Vision is critical.  It is the invisible motivation that brings people together to accomplish something special.  Vision is able to bond people together that are different from each other.  It unifies and creates movement.  When vision is strong there is clear focus.  Energy is released in increasing measure when vision is cast effectively.

Unfortunately, vision is often cast poorly.  Poor vision casting is the cause of more problems in organizations that most people realize.  Without the invisible motivation of vision, people seek alternative directions that lead to confusion and conflict.

Anyone that desires to accomplish a goal through people must develop the ability to cast vision effectively.  Whether you are a pastor of a church or a business leader, your ability to communicate your vision for the future will greatly impact your success.  But vision casting is just as important to a Boy Scout leader herding pre-teens or a mother who is getting her family ready to go on vacation.  We all find ourselves casting vision.


The question is whether or not we will cast vision well.  For this to happen we must become aware of how we tend to cast vision and the impact on other people.  As a pastor who planted many churches, I thought I was greatly skilled at casting vision.  Each time I preached a sermon, there was a vision component where I sought to help people see a preferred future.  I even got myself excited when I was talking about vision.  I could feel myself getting motivated and energized as I talked about what is going to happen and how great it will be.

It wasn’t until much later on in life did I discover that sometimes my vision casting was actually turning people off!  I thought I was getting people excited about the future, when in reality, my words were turning people away.  What was hurting my ability to cast vision was my lack of understanding on how people connect with vision.  Not everyone connects to vision like you do.  For me every opportunity to cast vision was about climbing another hill, knocking down a wall, accomplishing the next great thing.  It was a revelation to me that this didn’t connect with others the same way it connected with me.

Relational awareness theory teaches us that people are motivated by three main things:  people, performance, and process.   When someone is strongly motivated by people, they have filters that screen out anything that is unrelated to how things impact people.  For instance, if I am casting vision about building a new church building and I am describing how great this will be when we can reach more of our neighbors and have special events and experience wonderful worship, there are some people who hear something quite different.  What they hear is that it will be more difficult to find their friends.  They may feel fearful that they church they love will change and relationships will change.  They might think, “It is getting harder now to speak to the pastor.  What will happen when the church gets bigger?”  They filter what is being said through the filter of people.  That is what is most important to them.  If I know that, I could speak vision that they would find motivating and avoid turning them off.

Because I am motivated by performance (motivated by accomplishment and growing and making an impact) I tend to cast vision in a certain way that motivates other people motivated like me.  Those people give me great feedback, so I think I am succeeding in casting vision – they are getting it and are with me.  The problem is that not everyone is with me.  Some people are motivated by process.  They are the kind of people that want to be sure that everything is done right and that what is being said is backed up with research and facts.  That is not something I naturally do.  Sure, I want to be accurate, but what is more important to me is that people see what is possible.  Process people see my kind of vision casting as wishful thinking and overly optimistic.  Why?  Because I normally don’t back up what I am saying with studies nor make conservative estimations especially when it comes to figures.  It is easy for a process person to write me off because of the words I am speaking.  They may not be against the vision, but they can’t support a vision that is not rooted in facts and research.

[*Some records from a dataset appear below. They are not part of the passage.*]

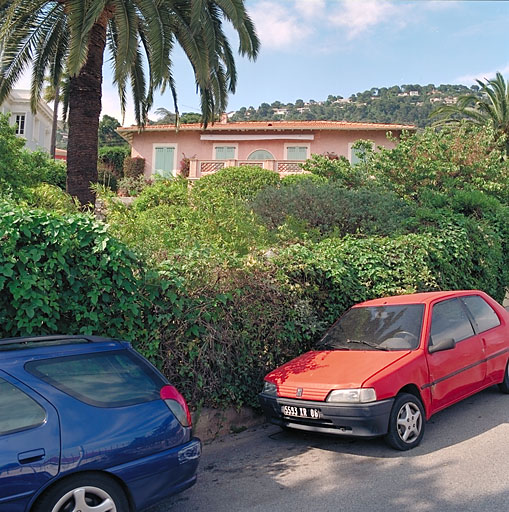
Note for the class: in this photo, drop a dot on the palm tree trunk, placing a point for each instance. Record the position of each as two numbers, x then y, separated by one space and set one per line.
54 125
84 111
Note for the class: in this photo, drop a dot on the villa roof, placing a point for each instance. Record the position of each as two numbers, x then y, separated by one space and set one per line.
270 126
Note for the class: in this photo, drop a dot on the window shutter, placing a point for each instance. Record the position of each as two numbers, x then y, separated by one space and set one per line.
164 161
296 153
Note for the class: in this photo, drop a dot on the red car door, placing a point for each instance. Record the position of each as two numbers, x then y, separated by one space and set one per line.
460 371
493 336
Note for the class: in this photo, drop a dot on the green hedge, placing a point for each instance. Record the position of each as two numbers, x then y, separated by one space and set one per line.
65 274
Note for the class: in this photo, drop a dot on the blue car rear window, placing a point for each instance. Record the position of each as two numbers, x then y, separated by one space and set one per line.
106 379
17 410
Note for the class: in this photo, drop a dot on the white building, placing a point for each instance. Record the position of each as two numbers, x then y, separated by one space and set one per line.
36 129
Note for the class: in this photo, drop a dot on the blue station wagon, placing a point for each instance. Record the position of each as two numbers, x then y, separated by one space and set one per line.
86 423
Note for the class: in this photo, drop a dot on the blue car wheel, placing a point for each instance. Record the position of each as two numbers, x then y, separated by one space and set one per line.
85 493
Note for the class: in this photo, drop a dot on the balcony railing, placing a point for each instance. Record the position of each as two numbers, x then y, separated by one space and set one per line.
200 168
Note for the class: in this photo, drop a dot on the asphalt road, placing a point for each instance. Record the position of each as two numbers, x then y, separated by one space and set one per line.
462 464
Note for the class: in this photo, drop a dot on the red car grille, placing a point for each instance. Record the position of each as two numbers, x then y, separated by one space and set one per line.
308 393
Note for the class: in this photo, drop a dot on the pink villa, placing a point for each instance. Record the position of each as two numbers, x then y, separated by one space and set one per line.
277 145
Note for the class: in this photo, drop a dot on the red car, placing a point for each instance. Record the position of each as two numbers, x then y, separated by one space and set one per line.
387 365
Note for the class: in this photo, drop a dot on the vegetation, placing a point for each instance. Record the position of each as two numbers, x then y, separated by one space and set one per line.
220 281
406 104
488 107
71 37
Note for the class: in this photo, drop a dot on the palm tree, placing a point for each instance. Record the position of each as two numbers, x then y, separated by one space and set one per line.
491 106
74 35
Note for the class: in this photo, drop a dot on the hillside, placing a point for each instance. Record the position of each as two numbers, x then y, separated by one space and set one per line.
408 104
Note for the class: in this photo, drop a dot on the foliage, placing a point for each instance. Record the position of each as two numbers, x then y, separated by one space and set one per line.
330 208
59 37
490 106
71 38
113 157
163 191
240 182
293 179
407 104
335 169
107 134
106 178
51 198
132 187
231 335
446 160
65 274
335 273
133 167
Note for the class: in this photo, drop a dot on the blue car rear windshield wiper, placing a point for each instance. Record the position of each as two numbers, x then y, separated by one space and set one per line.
363 342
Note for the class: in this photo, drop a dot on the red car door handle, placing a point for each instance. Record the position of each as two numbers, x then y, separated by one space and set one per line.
31 456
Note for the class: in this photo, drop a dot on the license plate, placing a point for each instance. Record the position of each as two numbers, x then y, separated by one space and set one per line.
300 412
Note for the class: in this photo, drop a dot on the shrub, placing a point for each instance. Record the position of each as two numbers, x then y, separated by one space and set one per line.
65 274
444 161
132 187
336 169
163 191
293 179
134 167
44 169
237 182
334 274
238 328
51 198
331 208
113 158
107 178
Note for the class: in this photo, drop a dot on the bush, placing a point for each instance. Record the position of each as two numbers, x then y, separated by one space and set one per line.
132 187
336 169
113 158
133 167
293 179
107 178
51 198
231 335
334 274
329 208
236 182
170 192
66 274
44 169
444 161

We don’t all connect to vision in the same way.  What is most important to us is different.  If we know this, we can adjust our language and how we cast vision so more people can connect to the preferable future that we want to cast.

Here are three ingredients that we should remember when we cast vision so that everyone listening can catch it and connect to it.

  1. Make sure you give thorough data that is accurate, citing sources, and how you came to your conclusion. Don’t overstate your case and be logical.  By doing this you will connect with process people.  You don’t have to do this all the time but have the data available in written form so they can check it out and verify.  People that are motivated by process want evidence that is verified before buying in.

  2. Make sure you consider how the vision will impact people, both positively and negatively. Communicate how the vision will help people.  Use stories as these people connect emotionally better and can picture the future better with stories.  Be honest about the obstacles that might impact people negatively and share how they will be overcome and how you will care for people through it.  Those who are motivated by care for people need to know that you have thought through the impact of the preferred future on other people.

  3. Make sure you challenge people to engage in something worthwhile. Is this vision worth investing our time and effort?  Share the difficulties and how they will be overcome.  People who are motivated by performance want to make a difference in the world and will connect with your vision.

You can use these three points as a grid to evaluate your vison casting.  Because people are motivated in different ways, you will connect with them all if you hit on all three motivations.  The reality is that we all are concerned with all three of these motivations but typically one is more important to us than the others.  Effective communicators will diligently and intentionally connect their vision with everyone in their audience.

“Where there is no vision, the people perish” (Prov 29:18).  Where there is poor vision casting, the people perish too.